There were but two questions litigated on the trial: First, was the purported deed from plaintiff, of January 5, 1887, to B. F. Stephens, in fact executed by her, as the certified copy of the record indicated? Second, had the defendant and those through whom he claimed been in the adverse possession of the lands for 10 years before the bringing of the suit? The record affirmatively shows that the jury found the first issue in favor of the defendant and the second in favor of plaintiff. The plaintiff recovered 80 acres of the land sued for, but failed as to the other lands. The particular 80-acre tract recovered by plaintiff was omitted from her alleged deed to B. F. Stephenson, but included in all the other conveyances. This conclusively shows that the issues as to the execution of the deed were found by the jury against plaintiff and for defendant, and that the issue as to adverse possession were found for plaintiff and against defendant. Hence any errors as to the execution of the deed did not injnre defendant, and for the same reason any errors as to the questions relating alone to adverse possession could not have injured plaintiff, appellant.
As all the other assignments of error insisted upon by plaintiff go alone to the question of adverse possession, and that issue being found in her favor, it is needless to treat them, because it affirmatively appears that, if error therein has intervened, it is of necessity without injury; but it is proper to say that we have examined all the assignments carefully, and can find,no error.
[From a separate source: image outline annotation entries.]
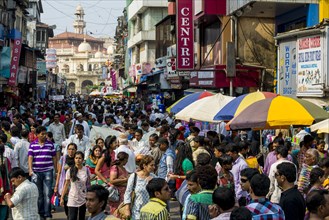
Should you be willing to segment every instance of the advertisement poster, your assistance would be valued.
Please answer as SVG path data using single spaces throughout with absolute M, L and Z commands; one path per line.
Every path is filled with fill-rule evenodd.
M 0 76 L 9 78 L 10 76 L 10 47 L 3 47 L 1 51 Z
M 297 96 L 323 95 L 320 35 L 297 40 Z
M 11 63 L 10 63 L 10 77 L 8 80 L 9 86 L 17 85 L 17 74 L 19 68 L 19 58 L 21 56 L 22 49 L 22 39 L 18 38 L 14 40 L 12 55 L 11 55 Z
M 177 24 L 177 69 L 194 69 L 194 22 L 193 1 L 179 0 L 176 2 Z
M 296 41 L 280 43 L 278 82 L 279 94 L 296 97 L 297 54 Z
The statement of fact in the former report of the case (41 South. 736), to the effect that on the other trial the handwriting of the justice was proven, referred to bv *287counsel for appellant, is clearly a mistake of the reporter, as shown by the official report of the case (148 Ala. 230). Such was not the fact and could not have been the case, for the all-sufficient reason that the original was lost, and the only proof of execution was the certified copy, which, of course, was conceded not to be in the handwriting of the justice, but in that of the clerk in the probate office.
The judgment is affirmed.
Affirmed.
Dowdell, C. J., and Simpson and Anderson, JJ., concur.